I'm looking for a petty for all around tasks in the kitchen for breaking down meats, fish, and small herbs/veggies. I don't see the konosuke 180 on the website but if by chance you are able to get them, which of the two would be a better choice between the konosuke and gesshin?

Or if there's a better petty that you recommend at around ~$200


----------



## Deckhand (Feb 29, 2012)

Carter 6.3 stainless funayuki $226.80 when he has them. I love the profile. The ones you listed are both nice. Sure others will have good advice.


----------



## heirkb (Feb 29, 2012)

I'm pretty sure it's going to cost more than that next time Carter puts one up. His prices have had what seems to be yet another recent jump. I might be wrong, though.


----------



## Deckhand (Feb 29, 2012)

heirkb said:


> I'm pretty sure it's going to cost more than that next time Carter puts one up. His prices have had what seems to be yet another recent jump. I might be wrong, though.

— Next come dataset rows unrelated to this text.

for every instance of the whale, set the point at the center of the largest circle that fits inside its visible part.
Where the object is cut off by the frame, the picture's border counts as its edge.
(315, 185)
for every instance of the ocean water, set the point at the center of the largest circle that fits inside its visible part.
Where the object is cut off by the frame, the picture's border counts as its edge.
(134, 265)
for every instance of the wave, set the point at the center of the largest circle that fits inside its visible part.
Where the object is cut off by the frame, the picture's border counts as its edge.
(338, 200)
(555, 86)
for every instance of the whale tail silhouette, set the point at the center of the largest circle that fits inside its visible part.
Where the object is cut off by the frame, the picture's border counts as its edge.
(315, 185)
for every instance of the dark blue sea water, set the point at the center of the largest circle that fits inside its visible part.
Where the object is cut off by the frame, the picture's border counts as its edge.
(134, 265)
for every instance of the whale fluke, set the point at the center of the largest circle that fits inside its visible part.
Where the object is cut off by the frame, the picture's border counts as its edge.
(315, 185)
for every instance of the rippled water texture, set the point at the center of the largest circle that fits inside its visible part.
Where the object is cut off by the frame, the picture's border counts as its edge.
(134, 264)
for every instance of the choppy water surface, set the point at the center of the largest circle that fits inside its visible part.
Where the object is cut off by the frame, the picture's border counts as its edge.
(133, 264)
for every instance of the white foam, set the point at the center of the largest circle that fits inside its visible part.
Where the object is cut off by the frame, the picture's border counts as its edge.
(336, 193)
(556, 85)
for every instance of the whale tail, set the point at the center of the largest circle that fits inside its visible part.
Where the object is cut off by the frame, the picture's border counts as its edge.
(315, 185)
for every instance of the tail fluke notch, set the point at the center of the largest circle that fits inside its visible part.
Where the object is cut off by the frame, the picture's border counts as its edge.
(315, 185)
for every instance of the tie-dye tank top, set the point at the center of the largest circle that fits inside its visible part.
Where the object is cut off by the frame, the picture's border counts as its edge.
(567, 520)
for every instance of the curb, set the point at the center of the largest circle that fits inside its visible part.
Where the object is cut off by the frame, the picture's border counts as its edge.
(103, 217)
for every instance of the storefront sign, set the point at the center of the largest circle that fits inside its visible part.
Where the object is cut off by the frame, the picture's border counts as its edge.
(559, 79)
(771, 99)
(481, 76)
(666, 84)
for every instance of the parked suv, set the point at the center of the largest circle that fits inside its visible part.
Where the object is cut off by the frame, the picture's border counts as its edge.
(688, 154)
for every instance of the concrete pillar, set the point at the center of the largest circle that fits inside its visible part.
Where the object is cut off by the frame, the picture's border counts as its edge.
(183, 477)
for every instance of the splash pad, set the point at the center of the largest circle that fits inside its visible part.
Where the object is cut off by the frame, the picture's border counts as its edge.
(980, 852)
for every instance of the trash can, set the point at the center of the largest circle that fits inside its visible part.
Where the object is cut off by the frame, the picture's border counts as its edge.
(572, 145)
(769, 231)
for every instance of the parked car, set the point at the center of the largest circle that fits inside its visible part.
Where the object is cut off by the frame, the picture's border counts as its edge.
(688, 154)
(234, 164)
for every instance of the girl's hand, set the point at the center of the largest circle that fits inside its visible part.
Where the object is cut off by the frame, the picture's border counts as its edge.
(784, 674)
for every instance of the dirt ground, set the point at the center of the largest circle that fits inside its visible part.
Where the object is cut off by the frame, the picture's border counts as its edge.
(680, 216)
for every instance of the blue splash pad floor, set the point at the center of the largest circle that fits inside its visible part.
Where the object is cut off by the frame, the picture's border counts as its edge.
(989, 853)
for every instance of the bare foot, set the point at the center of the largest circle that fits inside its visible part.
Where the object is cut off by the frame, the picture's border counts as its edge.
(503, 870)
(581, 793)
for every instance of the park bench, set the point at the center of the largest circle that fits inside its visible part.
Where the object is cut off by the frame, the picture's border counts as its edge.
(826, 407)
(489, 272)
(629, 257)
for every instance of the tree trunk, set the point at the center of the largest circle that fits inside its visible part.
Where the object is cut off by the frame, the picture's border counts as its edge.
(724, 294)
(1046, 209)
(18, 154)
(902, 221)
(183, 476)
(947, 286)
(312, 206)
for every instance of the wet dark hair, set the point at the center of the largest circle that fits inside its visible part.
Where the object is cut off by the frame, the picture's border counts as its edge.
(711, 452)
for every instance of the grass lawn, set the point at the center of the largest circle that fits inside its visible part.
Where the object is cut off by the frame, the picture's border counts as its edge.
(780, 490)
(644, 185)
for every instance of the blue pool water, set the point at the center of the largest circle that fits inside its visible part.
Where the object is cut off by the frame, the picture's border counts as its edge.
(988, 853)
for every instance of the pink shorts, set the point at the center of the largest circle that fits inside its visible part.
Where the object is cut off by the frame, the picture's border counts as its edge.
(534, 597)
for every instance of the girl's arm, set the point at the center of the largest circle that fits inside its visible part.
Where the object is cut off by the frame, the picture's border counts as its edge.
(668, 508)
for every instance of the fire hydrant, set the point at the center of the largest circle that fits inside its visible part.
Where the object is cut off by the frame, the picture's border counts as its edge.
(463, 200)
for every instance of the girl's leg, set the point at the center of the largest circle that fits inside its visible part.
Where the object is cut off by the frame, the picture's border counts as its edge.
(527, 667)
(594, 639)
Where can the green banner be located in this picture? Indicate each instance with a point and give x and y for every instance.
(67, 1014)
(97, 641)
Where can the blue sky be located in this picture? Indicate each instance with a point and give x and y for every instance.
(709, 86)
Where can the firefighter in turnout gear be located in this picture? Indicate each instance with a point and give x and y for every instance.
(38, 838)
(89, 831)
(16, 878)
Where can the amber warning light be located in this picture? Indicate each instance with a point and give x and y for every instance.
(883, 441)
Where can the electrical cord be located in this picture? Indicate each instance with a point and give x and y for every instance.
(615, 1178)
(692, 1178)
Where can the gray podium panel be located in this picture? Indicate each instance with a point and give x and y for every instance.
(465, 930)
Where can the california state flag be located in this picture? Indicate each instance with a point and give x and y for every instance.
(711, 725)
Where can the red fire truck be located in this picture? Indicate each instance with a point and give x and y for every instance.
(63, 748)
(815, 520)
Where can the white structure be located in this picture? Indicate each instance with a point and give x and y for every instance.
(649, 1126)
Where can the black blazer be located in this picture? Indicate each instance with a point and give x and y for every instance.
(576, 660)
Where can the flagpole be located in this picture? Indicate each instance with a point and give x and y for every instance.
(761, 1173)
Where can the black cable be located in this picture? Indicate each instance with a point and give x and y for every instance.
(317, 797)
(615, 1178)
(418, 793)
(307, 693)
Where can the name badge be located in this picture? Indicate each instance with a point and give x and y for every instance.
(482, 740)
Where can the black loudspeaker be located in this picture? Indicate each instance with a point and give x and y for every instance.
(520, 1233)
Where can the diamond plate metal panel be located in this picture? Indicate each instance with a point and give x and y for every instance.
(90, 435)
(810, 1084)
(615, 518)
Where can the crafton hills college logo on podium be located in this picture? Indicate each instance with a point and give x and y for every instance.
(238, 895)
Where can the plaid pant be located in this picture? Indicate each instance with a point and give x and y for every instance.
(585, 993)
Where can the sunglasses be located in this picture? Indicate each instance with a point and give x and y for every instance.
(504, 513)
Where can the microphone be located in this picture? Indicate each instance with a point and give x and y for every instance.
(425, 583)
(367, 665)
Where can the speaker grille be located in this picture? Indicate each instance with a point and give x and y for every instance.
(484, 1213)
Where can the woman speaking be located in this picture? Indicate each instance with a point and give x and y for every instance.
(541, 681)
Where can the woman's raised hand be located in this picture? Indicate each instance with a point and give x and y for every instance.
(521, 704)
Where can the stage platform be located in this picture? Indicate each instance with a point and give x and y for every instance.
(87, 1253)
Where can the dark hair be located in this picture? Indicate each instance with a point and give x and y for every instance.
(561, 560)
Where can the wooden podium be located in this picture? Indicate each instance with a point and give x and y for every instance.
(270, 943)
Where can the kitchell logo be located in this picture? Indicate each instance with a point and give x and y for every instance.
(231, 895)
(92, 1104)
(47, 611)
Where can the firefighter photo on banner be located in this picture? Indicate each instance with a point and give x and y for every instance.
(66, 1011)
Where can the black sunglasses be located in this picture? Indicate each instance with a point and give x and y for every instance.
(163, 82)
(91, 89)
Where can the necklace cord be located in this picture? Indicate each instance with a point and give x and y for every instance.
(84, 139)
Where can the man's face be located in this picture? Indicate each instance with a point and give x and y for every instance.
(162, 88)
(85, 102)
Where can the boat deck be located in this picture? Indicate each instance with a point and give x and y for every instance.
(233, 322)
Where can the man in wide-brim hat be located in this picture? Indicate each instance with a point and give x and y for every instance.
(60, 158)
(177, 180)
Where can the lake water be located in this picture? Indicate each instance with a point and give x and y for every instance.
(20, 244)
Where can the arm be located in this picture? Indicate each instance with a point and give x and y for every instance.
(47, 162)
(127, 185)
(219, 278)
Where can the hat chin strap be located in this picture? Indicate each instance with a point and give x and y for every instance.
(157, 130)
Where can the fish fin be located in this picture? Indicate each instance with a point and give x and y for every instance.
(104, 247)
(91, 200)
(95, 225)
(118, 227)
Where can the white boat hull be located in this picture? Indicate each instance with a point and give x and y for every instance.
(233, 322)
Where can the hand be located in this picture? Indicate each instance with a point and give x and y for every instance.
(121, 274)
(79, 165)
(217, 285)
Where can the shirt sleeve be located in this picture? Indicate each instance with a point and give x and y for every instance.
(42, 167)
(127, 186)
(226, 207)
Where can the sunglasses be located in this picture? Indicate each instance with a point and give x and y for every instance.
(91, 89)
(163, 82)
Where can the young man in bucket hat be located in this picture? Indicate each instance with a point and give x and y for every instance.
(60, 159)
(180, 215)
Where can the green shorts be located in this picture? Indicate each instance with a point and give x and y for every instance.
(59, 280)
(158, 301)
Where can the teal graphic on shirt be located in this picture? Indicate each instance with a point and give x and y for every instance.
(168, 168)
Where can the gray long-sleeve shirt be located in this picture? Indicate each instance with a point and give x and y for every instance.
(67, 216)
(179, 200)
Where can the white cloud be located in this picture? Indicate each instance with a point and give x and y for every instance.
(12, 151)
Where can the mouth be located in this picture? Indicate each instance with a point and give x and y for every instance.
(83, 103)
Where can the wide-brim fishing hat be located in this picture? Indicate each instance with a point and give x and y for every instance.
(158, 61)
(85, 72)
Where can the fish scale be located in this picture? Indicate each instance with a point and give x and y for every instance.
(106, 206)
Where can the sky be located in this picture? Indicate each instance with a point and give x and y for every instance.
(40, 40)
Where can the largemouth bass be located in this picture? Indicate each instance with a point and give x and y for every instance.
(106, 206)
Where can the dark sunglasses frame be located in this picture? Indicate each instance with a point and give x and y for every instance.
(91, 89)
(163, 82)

Most were considerably higher than that and out of his range, but Carter had that listed as price for that model. Wouldn't hurt to shoot an email on his site.


----------



## slowtyper (Feb 29, 2012)

I asked Jon about this in PM and he recently replied with this:


> the Gesshin ginga is almost identical profile and geometry wise to the HD. The main difference is the steel. The HD takes a slightly better edge off the stones and sharpens a tiny bit easier. The gesshin ginga holds its edge a tiny bit longer and has a bit better toughness.


----------



## crizq0 (Feb 29, 2012)

Thanks for the great responses guys. I'm more likely to get the gesshin. I don't like to wait for a knife to be back in stock. I'll definitely keep that carter on a list of future knives.

Thanks again.


----------